Senapas dengan bait lagu itu, di bulan Agustus ini, selain peringatan 17 tahun Mou Helsinki dan 77 tahun kemerdekaan Indonesia, Aceh juga menggelar parade aneka makanan berat dan ringan yang dibungkus dalam tajuk “Aceh Culinary Festival”.

Mengambil lokasi di hotel berbintang lima dan terletak di jantung ibukota negara (baca: Jakarta), berlangsung dari tanggal 5 hingga 7 Agustus mendatang.

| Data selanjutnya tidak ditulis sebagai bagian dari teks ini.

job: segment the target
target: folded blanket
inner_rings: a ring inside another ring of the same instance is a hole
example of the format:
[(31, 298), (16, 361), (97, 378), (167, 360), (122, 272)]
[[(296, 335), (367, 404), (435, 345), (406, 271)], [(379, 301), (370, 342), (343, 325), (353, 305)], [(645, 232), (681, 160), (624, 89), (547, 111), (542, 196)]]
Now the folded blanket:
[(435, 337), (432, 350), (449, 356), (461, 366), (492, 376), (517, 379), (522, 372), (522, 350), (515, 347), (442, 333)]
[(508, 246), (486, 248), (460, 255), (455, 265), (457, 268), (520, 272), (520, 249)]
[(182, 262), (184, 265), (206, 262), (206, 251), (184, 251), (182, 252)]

Sepertinya, Aceh kali ini ingin “unjuk gigi” lagi dalam melakukan diplomasi “makan-makan” di panggung nasional.

Mengapa kuliner?

Pertanyaannya adalah, apa pesan yang ingin disampaikan dalam “pesta makanan” Aceh itu?

Istilah atau kata “kuliner” di Indonesia mulai popular sekitar tahun 2005 berkat slogan Wisata Kuliner yang ditayangkan oleh televisi yang meliput tempat-tempat makan unik atau memiliki reputasi yang baik.

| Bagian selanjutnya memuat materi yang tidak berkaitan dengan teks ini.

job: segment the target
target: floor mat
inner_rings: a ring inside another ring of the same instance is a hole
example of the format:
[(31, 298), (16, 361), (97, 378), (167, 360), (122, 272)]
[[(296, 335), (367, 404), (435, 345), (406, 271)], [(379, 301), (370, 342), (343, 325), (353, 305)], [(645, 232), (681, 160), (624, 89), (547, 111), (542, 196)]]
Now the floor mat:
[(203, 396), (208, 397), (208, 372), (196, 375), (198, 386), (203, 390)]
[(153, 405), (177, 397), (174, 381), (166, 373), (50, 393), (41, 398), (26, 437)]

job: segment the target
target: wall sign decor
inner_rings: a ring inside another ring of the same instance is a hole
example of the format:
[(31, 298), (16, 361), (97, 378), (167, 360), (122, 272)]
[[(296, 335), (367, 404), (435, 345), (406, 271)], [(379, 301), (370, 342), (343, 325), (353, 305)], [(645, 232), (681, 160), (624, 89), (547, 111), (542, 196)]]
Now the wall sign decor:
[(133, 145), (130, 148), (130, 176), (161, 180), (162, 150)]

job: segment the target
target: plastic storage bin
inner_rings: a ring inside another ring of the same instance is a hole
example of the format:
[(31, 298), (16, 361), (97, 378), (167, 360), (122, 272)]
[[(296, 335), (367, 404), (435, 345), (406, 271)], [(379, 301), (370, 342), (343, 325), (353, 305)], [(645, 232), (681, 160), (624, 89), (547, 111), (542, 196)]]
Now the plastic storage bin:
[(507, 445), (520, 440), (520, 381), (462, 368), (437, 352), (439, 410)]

Hingga kini masih ada sejumlah televisi yang memprogramkan tayangan makan-makan itu.

Karenanya tidak heran jika sampai sekarang kata kuliner sudah “merakyat” dan menjadi sesuatu yang identik dengan mencicipi berbagai jenis makanan dan minuman.

Kuliner dalam dunia akademik disebut sebagai “the art of good cooking” alias seni memasak yang baik.

Pelakunya dalam bahasa “man on the street” dijuluki tukang masak, juru masak atau seniman ahli memasak (baik chef professional maupun otodidak) yang mata pencahariannya dari usaha komersialisasi pekerjaan masak-memasak.

Secara bisnis komersial, kuliner adalah “produsen” karena mereka adalah tukang atau juru masak yang memproduksi bahan makanan: menguasai teknik memasak, mengolah, dan memproses resep masakan menjadi makanan.

Setiap daerah atau negara mempunyai makanan dengan ciri khas masing-masing.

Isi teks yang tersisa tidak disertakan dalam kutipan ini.